Além disso, Vera Lúcia contou que fazia teatro amador na capital baiana. “Ou seja, tinha uma vida cultural e política muito ativa por lá, que os meus primeiros anos de Brasília não me propiciaram, e isso me impactou muito fortemente”, pontuou. “Só que um dia decidi que eu não ia continuar sofrendo além do necessário por não gostar de Brasília. Falei que, até terminar meu curso, ficaria em paz na cidade. Mas a paz foi tão grande que estou aqui até hoje”, brinca a ministra.

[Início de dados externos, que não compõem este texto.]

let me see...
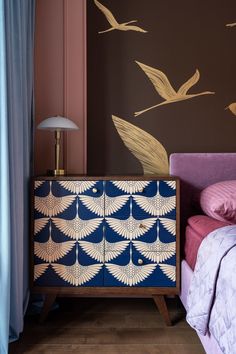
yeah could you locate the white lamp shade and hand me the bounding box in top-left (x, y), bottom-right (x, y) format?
top-left (37, 116), bottom-right (79, 131)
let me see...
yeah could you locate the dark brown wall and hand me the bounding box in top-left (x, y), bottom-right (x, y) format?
top-left (87, 0), bottom-right (236, 175)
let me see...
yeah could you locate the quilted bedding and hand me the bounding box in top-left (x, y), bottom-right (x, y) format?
top-left (186, 225), bottom-right (236, 354)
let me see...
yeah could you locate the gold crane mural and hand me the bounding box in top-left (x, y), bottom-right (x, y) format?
top-left (225, 102), bottom-right (236, 116)
top-left (134, 61), bottom-right (215, 117)
top-left (112, 115), bottom-right (169, 175)
top-left (226, 22), bottom-right (236, 27)
top-left (94, 0), bottom-right (147, 34)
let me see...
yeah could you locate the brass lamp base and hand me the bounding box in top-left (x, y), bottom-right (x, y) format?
top-left (47, 169), bottom-right (65, 176)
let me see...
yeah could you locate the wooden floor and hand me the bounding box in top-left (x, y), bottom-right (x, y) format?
top-left (9, 297), bottom-right (205, 354)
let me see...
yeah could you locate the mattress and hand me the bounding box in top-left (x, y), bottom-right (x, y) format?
top-left (185, 215), bottom-right (230, 270)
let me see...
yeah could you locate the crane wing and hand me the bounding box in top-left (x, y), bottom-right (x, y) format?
top-left (35, 238), bottom-right (75, 263)
top-left (52, 217), bottom-right (103, 240)
top-left (59, 181), bottom-right (97, 194)
top-left (135, 61), bottom-right (177, 100)
top-left (79, 194), bottom-right (105, 216)
top-left (34, 218), bottom-right (49, 235)
top-left (226, 22), bottom-right (236, 27)
top-left (35, 193), bottom-right (76, 217)
top-left (78, 239), bottom-right (129, 262)
top-left (106, 261), bottom-right (156, 286)
top-left (94, 0), bottom-right (119, 26)
top-left (105, 195), bottom-right (129, 216)
top-left (177, 69), bottom-right (200, 95)
top-left (159, 264), bottom-right (176, 282)
top-left (112, 181), bottom-right (150, 194)
top-left (133, 195), bottom-right (176, 216)
top-left (34, 263), bottom-right (49, 281)
top-left (165, 181), bottom-right (176, 190)
top-left (106, 216), bottom-right (156, 239)
top-left (34, 181), bottom-right (44, 190)
top-left (112, 116), bottom-right (169, 175)
top-left (133, 239), bottom-right (175, 263)
top-left (52, 262), bottom-right (103, 286)
top-left (105, 240), bottom-right (130, 261)
top-left (226, 102), bottom-right (236, 115)
top-left (122, 25), bottom-right (147, 33)
top-left (159, 218), bottom-right (176, 236)
top-left (79, 240), bottom-right (104, 262)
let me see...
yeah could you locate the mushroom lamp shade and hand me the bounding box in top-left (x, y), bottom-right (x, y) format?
top-left (37, 116), bottom-right (79, 176)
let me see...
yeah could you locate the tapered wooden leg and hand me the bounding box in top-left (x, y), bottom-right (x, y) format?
top-left (153, 295), bottom-right (172, 326)
top-left (39, 294), bottom-right (57, 324)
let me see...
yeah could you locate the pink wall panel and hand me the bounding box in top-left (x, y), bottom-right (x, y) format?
top-left (34, 0), bottom-right (86, 175)
top-left (63, 0), bottom-right (87, 174)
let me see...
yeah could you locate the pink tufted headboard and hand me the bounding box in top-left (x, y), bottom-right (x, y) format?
top-left (170, 153), bottom-right (236, 237)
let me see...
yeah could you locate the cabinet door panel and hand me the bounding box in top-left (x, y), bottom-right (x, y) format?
top-left (104, 180), bottom-right (177, 287)
top-left (34, 180), bottom-right (104, 287)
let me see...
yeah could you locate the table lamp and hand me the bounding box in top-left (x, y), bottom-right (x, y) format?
top-left (37, 116), bottom-right (79, 176)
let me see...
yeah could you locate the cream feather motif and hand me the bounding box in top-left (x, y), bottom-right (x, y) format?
top-left (133, 239), bottom-right (175, 263)
top-left (105, 194), bottom-right (130, 215)
top-left (52, 217), bottom-right (103, 240)
top-left (34, 263), bottom-right (49, 281)
top-left (159, 264), bottom-right (176, 282)
top-left (225, 102), bottom-right (236, 116)
top-left (226, 22), bottom-right (236, 27)
top-left (159, 217), bottom-right (176, 236)
top-left (79, 239), bottom-right (129, 262)
top-left (133, 194), bottom-right (176, 216)
top-left (134, 61), bottom-right (215, 117)
top-left (58, 181), bottom-right (97, 194)
top-left (165, 181), bottom-right (176, 190)
top-left (34, 236), bottom-right (76, 263)
top-left (52, 261), bottom-right (103, 286)
top-left (35, 190), bottom-right (76, 217)
top-left (34, 218), bottom-right (49, 235)
top-left (94, 0), bottom-right (147, 34)
top-left (79, 193), bottom-right (129, 217)
top-left (112, 181), bottom-right (150, 194)
top-left (35, 181), bottom-right (44, 190)
top-left (106, 260), bottom-right (156, 286)
top-left (106, 216), bottom-right (157, 240)
top-left (112, 115), bottom-right (169, 175)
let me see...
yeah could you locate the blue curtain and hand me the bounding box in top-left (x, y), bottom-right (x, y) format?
top-left (0, 1), bottom-right (35, 353)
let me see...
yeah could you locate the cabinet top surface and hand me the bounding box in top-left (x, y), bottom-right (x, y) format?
top-left (33, 175), bottom-right (179, 181)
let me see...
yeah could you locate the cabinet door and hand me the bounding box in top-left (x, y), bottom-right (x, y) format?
top-left (33, 180), bottom-right (104, 287)
top-left (104, 180), bottom-right (176, 287)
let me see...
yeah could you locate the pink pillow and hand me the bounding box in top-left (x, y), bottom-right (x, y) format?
top-left (200, 180), bottom-right (236, 223)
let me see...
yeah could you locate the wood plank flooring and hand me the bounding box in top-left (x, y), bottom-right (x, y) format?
top-left (9, 297), bottom-right (205, 354)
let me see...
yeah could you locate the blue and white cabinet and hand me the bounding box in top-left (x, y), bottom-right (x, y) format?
top-left (33, 178), bottom-right (179, 291)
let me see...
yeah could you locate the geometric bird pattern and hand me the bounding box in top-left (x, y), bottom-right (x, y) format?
top-left (52, 216), bottom-right (103, 240)
top-left (79, 239), bottom-right (130, 262)
top-left (34, 179), bottom-right (176, 287)
top-left (132, 239), bottom-right (176, 263)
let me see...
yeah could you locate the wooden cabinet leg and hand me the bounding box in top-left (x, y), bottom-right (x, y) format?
top-left (39, 294), bottom-right (57, 324)
top-left (153, 295), bottom-right (172, 326)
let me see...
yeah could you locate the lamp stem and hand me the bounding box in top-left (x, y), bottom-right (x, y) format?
top-left (55, 130), bottom-right (61, 171)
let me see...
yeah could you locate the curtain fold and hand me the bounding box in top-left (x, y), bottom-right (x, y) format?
top-left (0, 1), bottom-right (11, 353)
top-left (0, 1), bottom-right (35, 353)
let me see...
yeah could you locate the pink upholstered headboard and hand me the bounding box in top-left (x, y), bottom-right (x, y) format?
top-left (170, 153), bottom-right (236, 235)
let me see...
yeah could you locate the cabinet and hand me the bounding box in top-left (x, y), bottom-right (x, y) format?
top-left (32, 177), bottom-right (179, 324)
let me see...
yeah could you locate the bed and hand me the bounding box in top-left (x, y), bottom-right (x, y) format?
top-left (170, 153), bottom-right (236, 354)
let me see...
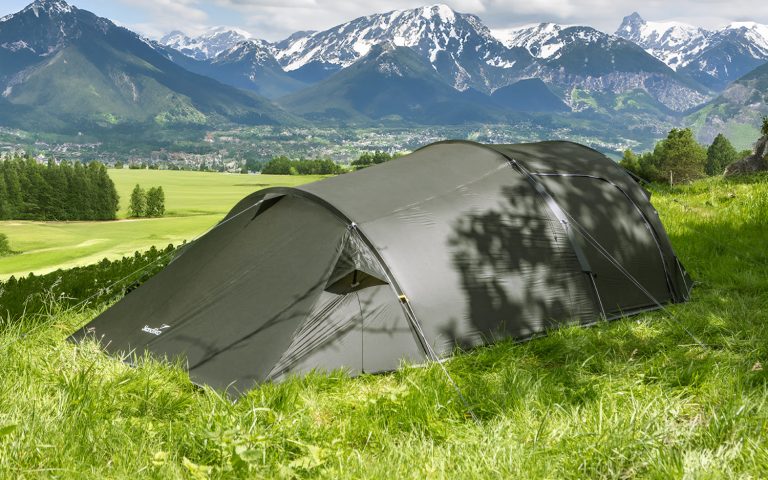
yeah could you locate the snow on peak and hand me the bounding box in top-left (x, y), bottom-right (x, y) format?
top-left (615, 12), bottom-right (710, 69)
top-left (275, 4), bottom-right (480, 71)
top-left (492, 23), bottom-right (569, 58)
top-left (160, 26), bottom-right (254, 60)
top-left (215, 38), bottom-right (275, 65)
top-left (724, 22), bottom-right (768, 44)
top-left (721, 21), bottom-right (768, 56)
top-left (2, 0), bottom-right (73, 22)
top-left (27, 0), bottom-right (73, 15)
top-left (271, 3), bottom-right (524, 92)
top-left (618, 14), bottom-right (768, 72)
top-left (727, 21), bottom-right (761, 29)
top-left (207, 25), bottom-right (253, 38)
top-left (418, 4), bottom-right (455, 22)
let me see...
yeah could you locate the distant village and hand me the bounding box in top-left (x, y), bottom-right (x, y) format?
top-left (0, 124), bottom-right (637, 171)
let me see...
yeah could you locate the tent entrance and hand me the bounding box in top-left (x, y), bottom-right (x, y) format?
top-left (324, 230), bottom-right (389, 294)
top-left (267, 227), bottom-right (425, 381)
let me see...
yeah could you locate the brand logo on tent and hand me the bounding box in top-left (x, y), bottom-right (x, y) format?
top-left (141, 324), bottom-right (171, 336)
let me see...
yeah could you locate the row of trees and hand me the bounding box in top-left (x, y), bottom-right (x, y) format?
top-left (129, 185), bottom-right (166, 218)
top-left (0, 156), bottom-right (119, 220)
top-left (240, 151), bottom-right (403, 174)
top-left (261, 156), bottom-right (345, 175)
top-left (351, 151), bottom-right (399, 169)
top-left (621, 118), bottom-right (768, 184)
top-left (620, 128), bottom-right (750, 184)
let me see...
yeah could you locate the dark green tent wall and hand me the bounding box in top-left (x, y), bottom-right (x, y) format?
top-left (70, 140), bottom-right (692, 395)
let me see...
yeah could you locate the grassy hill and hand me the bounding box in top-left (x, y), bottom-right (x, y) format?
top-left (1, 173), bottom-right (767, 477)
top-left (0, 170), bottom-right (324, 279)
top-left (688, 61), bottom-right (768, 149)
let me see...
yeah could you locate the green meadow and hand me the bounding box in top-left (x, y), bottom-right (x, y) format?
top-left (0, 174), bottom-right (767, 478)
top-left (0, 170), bottom-right (324, 279)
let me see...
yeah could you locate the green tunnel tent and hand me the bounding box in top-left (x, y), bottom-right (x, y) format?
top-left (70, 141), bottom-right (692, 395)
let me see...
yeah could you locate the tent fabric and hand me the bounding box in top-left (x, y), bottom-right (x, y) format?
top-left (71, 140), bottom-right (692, 395)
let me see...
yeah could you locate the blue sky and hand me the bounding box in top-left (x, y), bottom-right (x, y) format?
top-left (2, 0), bottom-right (766, 41)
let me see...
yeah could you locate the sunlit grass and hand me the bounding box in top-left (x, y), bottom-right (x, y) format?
top-left (1, 174), bottom-right (767, 478)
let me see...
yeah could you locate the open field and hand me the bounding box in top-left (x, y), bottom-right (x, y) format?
top-left (1, 174), bottom-right (767, 478)
top-left (0, 170), bottom-right (324, 279)
top-left (108, 169), bottom-right (325, 219)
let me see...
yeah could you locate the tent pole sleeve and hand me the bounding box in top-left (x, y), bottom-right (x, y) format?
top-left (508, 160), bottom-right (593, 274)
top-left (505, 159), bottom-right (608, 319)
top-left (589, 272), bottom-right (607, 320)
top-left (531, 172), bottom-right (679, 303)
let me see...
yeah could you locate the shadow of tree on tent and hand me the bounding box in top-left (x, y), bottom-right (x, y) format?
top-left (445, 182), bottom-right (597, 352)
top-left (443, 192), bottom-right (768, 419)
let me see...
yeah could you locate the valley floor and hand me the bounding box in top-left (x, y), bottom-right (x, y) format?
top-left (0, 174), bottom-right (767, 478)
top-left (0, 170), bottom-right (324, 279)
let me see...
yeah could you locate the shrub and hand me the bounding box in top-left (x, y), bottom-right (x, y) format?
top-left (0, 233), bottom-right (14, 257)
top-left (0, 244), bottom-right (177, 322)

Comenta que também se permitiu integrar à cidade. “No Ceub, onde cursava direito, comecei a me relacionar com colegas que também tinham uma ideia de liberdade e democracia”, diz. “Passei a atuar no movimento estudantil, fui da direção do Diretório Acadêmico da Faculdade de Direito e fui representante discente junto ao Conselho Departamental da faculdade”, detalha Vera Lúcia. “A minha integração à vida política teve um apelo fundamental para que eu viesse a me apaixonar por Brasília”, ressaltou.
Para a ministra do TSE, um dos locais marcantes durante sua trajetória é a Defensoria Pública, à época em que ficava em Taguatinga. “Estagiei lá e acho que foi crucial para a minha formação jurídica. Tinha esse interesse na advocacia e, por lá, passei a ter contato direto com juízes e promotores, como a atual ministra do STJ Nancy Andrighi”, avaliou.

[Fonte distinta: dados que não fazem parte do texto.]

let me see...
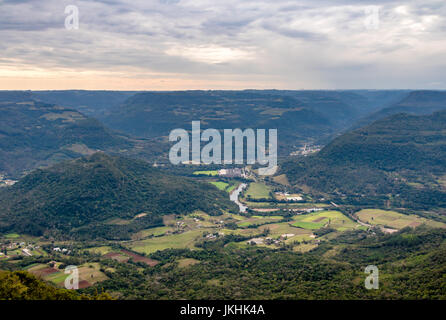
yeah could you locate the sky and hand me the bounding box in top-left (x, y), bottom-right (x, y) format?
top-left (1, 0), bottom-right (446, 90)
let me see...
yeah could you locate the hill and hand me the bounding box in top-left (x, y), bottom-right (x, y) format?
top-left (253, 90), bottom-right (409, 128)
top-left (0, 153), bottom-right (237, 239)
top-left (0, 270), bottom-right (111, 300)
top-left (103, 90), bottom-right (411, 155)
top-left (0, 90), bottom-right (412, 159)
top-left (354, 90), bottom-right (446, 128)
top-left (0, 100), bottom-right (166, 178)
top-left (281, 110), bottom-right (446, 212)
top-left (31, 90), bottom-right (137, 118)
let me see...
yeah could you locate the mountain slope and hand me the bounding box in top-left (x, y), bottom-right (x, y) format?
top-left (354, 90), bottom-right (446, 128)
top-left (31, 90), bottom-right (137, 118)
top-left (281, 110), bottom-right (446, 211)
top-left (103, 90), bottom-right (412, 155)
top-left (0, 100), bottom-right (167, 178)
top-left (0, 153), bottom-right (237, 239)
top-left (102, 90), bottom-right (334, 154)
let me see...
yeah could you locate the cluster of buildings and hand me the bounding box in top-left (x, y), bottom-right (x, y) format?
top-left (204, 232), bottom-right (224, 240)
top-left (274, 192), bottom-right (303, 202)
top-left (53, 247), bottom-right (71, 255)
top-left (290, 144), bottom-right (321, 156)
top-left (1, 241), bottom-right (40, 258)
top-left (247, 233), bottom-right (320, 247)
top-left (247, 234), bottom-right (299, 246)
top-left (218, 168), bottom-right (246, 178)
top-left (0, 174), bottom-right (17, 187)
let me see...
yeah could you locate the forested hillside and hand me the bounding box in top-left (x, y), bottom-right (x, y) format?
top-left (0, 100), bottom-right (166, 178)
top-left (0, 153), bottom-right (237, 239)
top-left (355, 90), bottom-right (446, 128)
top-left (281, 111), bottom-right (446, 211)
top-left (0, 270), bottom-right (111, 300)
top-left (95, 227), bottom-right (446, 299)
top-left (102, 91), bottom-right (337, 154)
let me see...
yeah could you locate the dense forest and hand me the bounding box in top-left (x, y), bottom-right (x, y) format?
top-left (281, 111), bottom-right (446, 211)
top-left (0, 153), bottom-right (238, 240)
top-left (0, 270), bottom-right (111, 300)
top-left (0, 99), bottom-right (166, 178)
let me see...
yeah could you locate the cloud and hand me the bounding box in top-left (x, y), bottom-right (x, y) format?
top-left (0, 0), bottom-right (446, 89)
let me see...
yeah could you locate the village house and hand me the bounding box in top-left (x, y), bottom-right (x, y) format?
top-left (218, 168), bottom-right (245, 178)
top-left (247, 238), bottom-right (264, 245)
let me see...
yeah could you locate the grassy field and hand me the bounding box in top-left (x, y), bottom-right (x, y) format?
top-left (209, 180), bottom-right (239, 193)
top-left (293, 243), bottom-right (318, 253)
top-left (76, 263), bottom-right (108, 285)
top-left (291, 210), bottom-right (360, 231)
top-left (223, 221), bottom-right (314, 242)
top-left (227, 184), bottom-right (238, 193)
top-left (4, 233), bottom-right (20, 239)
top-left (356, 209), bottom-right (446, 230)
top-left (46, 262), bottom-right (108, 287)
top-left (23, 263), bottom-right (43, 270)
top-left (241, 200), bottom-right (329, 209)
top-left (193, 170), bottom-right (219, 176)
top-left (244, 182), bottom-right (272, 199)
top-left (128, 229), bottom-right (209, 254)
top-left (236, 215), bottom-right (283, 227)
top-left (106, 218), bottom-right (131, 225)
top-left (258, 222), bottom-right (313, 238)
top-left (133, 226), bottom-right (174, 239)
top-left (85, 246), bottom-right (113, 255)
top-left (177, 258), bottom-right (200, 268)
top-left (220, 228), bottom-right (260, 237)
top-left (209, 181), bottom-right (229, 191)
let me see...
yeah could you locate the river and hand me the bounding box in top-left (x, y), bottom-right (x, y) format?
top-left (230, 183), bottom-right (248, 213)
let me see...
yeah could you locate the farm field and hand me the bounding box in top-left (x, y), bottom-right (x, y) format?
top-left (220, 228), bottom-right (261, 237)
top-left (103, 251), bottom-right (129, 263)
top-left (293, 243), bottom-right (318, 253)
top-left (236, 215), bottom-right (283, 227)
top-left (226, 184), bottom-right (238, 193)
top-left (272, 174), bottom-right (290, 186)
top-left (128, 229), bottom-right (210, 254)
top-left (257, 222), bottom-right (313, 239)
top-left (4, 233), bottom-right (20, 239)
top-left (1, 233), bottom-right (39, 242)
top-left (244, 182), bottom-right (272, 199)
top-left (291, 210), bottom-right (360, 231)
top-left (193, 170), bottom-right (219, 176)
top-left (133, 226), bottom-right (174, 239)
top-left (26, 261), bottom-right (108, 288)
top-left (208, 180), bottom-right (239, 193)
top-left (210, 181), bottom-right (229, 191)
top-left (356, 209), bottom-right (446, 230)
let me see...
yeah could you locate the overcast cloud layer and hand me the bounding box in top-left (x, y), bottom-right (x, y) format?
top-left (1, 0), bottom-right (445, 90)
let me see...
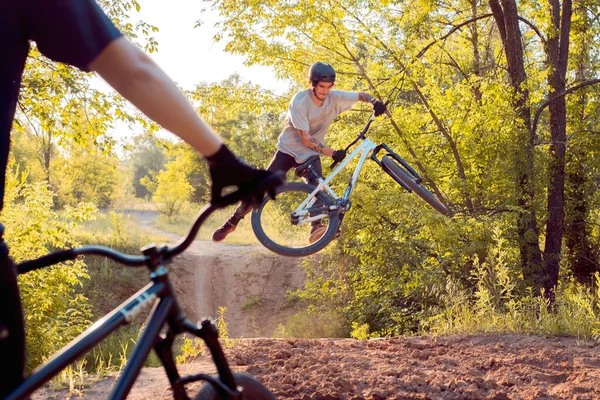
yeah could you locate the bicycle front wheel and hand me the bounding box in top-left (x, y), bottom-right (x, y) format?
top-left (381, 156), bottom-right (451, 215)
top-left (194, 373), bottom-right (275, 400)
top-left (251, 182), bottom-right (341, 257)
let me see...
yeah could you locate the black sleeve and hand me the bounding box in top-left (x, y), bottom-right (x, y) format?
top-left (26, 0), bottom-right (123, 71)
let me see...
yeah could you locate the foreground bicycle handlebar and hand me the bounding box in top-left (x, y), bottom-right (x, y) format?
top-left (17, 168), bottom-right (286, 275)
top-left (17, 203), bottom-right (217, 274)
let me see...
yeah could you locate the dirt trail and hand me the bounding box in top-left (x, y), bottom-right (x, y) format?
top-left (126, 210), bottom-right (307, 338)
top-left (32, 211), bottom-right (600, 399)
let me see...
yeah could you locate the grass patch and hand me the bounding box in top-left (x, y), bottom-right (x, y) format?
top-left (242, 295), bottom-right (263, 312)
top-left (151, 203), bottom-right (261, 245)
top-left (275, 308), bottom-right (347, 338)
top-left (424, 230), bottom-right (600, 341)
top-left (70, 210), bottom-right (177, 376)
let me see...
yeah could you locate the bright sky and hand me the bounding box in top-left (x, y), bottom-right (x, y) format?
top-left (135, 0), bottom-right (288, 93)
top-left (96, 0), bottom-right (289, 145)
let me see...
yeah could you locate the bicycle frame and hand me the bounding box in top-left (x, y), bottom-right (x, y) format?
top-left (7, 274), bottom-right (238, 400)
top-left (292, 137), bottom-right (378, 225)
top-left (291, 110), bottom-right (428, 226)
top-left (7, 205), bottom-right (245, 400)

"Ter vivido em Brasília no período em que eu vivi, sendo ativa em todos os processos democráticos, foi o que garantiu ter esse assento aqui no Tribunal Superior Eleitoral, não tenho a menor dúvida disso" Vera Lúcia Santana Araújo, ministra substituta do Tribunal Superior Eleitoral (TSE)
Luta pela democracia
Questionada sobre como Brasília a auxiliou para que chegasse até onde está, a magistrada destaca sua participação no processo pelo fim da ditadura militar. “Fazer essas coisas, estando na capital da República e, na época, digamos que Brasília era uma cidade pequena, isso, indiscutivelmente, fez toda a diferença”, observou.

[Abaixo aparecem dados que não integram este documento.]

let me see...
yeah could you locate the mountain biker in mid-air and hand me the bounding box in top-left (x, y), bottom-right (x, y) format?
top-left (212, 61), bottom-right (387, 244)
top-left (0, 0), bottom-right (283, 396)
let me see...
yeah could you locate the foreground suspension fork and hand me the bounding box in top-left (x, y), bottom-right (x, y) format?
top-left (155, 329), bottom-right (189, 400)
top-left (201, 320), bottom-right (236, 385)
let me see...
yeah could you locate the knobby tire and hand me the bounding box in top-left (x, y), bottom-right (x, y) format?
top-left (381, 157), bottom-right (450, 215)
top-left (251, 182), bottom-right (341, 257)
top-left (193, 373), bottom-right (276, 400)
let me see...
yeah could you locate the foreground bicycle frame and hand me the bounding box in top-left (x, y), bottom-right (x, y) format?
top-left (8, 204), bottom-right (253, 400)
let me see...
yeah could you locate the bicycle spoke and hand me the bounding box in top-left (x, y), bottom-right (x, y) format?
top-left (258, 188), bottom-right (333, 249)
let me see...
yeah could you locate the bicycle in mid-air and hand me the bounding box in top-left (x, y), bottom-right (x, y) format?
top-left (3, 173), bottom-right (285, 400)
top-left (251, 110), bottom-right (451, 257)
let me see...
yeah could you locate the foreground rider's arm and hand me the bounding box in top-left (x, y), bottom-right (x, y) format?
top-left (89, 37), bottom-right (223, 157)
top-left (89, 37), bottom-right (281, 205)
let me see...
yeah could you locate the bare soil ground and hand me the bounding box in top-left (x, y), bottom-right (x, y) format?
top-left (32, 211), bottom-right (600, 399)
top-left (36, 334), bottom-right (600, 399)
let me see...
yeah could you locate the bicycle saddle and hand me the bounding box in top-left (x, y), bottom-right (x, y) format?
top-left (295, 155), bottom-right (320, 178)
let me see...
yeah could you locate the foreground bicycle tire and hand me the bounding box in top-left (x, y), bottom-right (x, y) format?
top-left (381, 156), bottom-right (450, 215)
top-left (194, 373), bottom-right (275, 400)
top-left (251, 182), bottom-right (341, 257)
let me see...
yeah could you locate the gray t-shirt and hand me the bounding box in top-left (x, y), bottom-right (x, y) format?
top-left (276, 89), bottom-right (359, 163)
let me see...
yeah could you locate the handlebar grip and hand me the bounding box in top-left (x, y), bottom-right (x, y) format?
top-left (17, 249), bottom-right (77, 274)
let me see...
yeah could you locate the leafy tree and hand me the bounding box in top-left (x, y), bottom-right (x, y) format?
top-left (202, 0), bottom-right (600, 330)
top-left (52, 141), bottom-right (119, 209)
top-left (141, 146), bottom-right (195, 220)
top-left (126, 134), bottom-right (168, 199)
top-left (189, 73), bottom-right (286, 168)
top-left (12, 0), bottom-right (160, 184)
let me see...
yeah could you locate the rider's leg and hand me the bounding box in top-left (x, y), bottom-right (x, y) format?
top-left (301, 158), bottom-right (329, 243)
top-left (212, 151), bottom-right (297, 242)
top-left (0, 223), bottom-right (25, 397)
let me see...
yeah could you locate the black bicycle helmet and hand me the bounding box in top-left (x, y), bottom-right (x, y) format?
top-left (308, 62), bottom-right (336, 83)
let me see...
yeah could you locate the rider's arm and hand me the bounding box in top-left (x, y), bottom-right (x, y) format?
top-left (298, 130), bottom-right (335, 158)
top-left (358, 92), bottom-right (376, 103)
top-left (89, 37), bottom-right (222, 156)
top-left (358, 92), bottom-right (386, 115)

“Se eu estivesse numa cidade grande, seria muito mais anônima, principalmente por ser uma pessoa negra, sem nenhuma tradição de família, sem o berço que as elites brancas traziam, e o mundo do direito é marcado por isso”, argumenta. “Por isso, ter vivido em Brasília no período em que eu vivi, sendo ativa em todos os processos democráticos, foi o que garantiu ter esse assento aqui no Tribunal Superior Eleitoral, não tenho a menor dúvida disso”, crava.
Mas a ministra lembra que a realização de alguns sonhos segue pendente. “Imagino uma cidade inclusiva, menos elitista, menos racista e efetivamente democrática, que nos acolha, que nos abrigue e que seja de todas as brasileiras e brasileiros”, afirma.
Isso só deve começar a ocorrer, na visão da magistrada, por meio de maior representatividade na Câmara Legislativa (CLDF). “Isso é fundamental. Tenho o desejo de que a nossa Câmara Legislativa seja cada vez mais representativa das nossas minorias”, diz. “Eu que lutei tanto pela representação política do Distrito Federal, sinto, como cidadã, esse vácuo de representatividade, e ela precisa ser a marca da nossa democracia”, lamenta. “Mas estou muito confiante — até por ser muito apaixonada por Brasília — de que isso vai melhorar com o passar das eleições."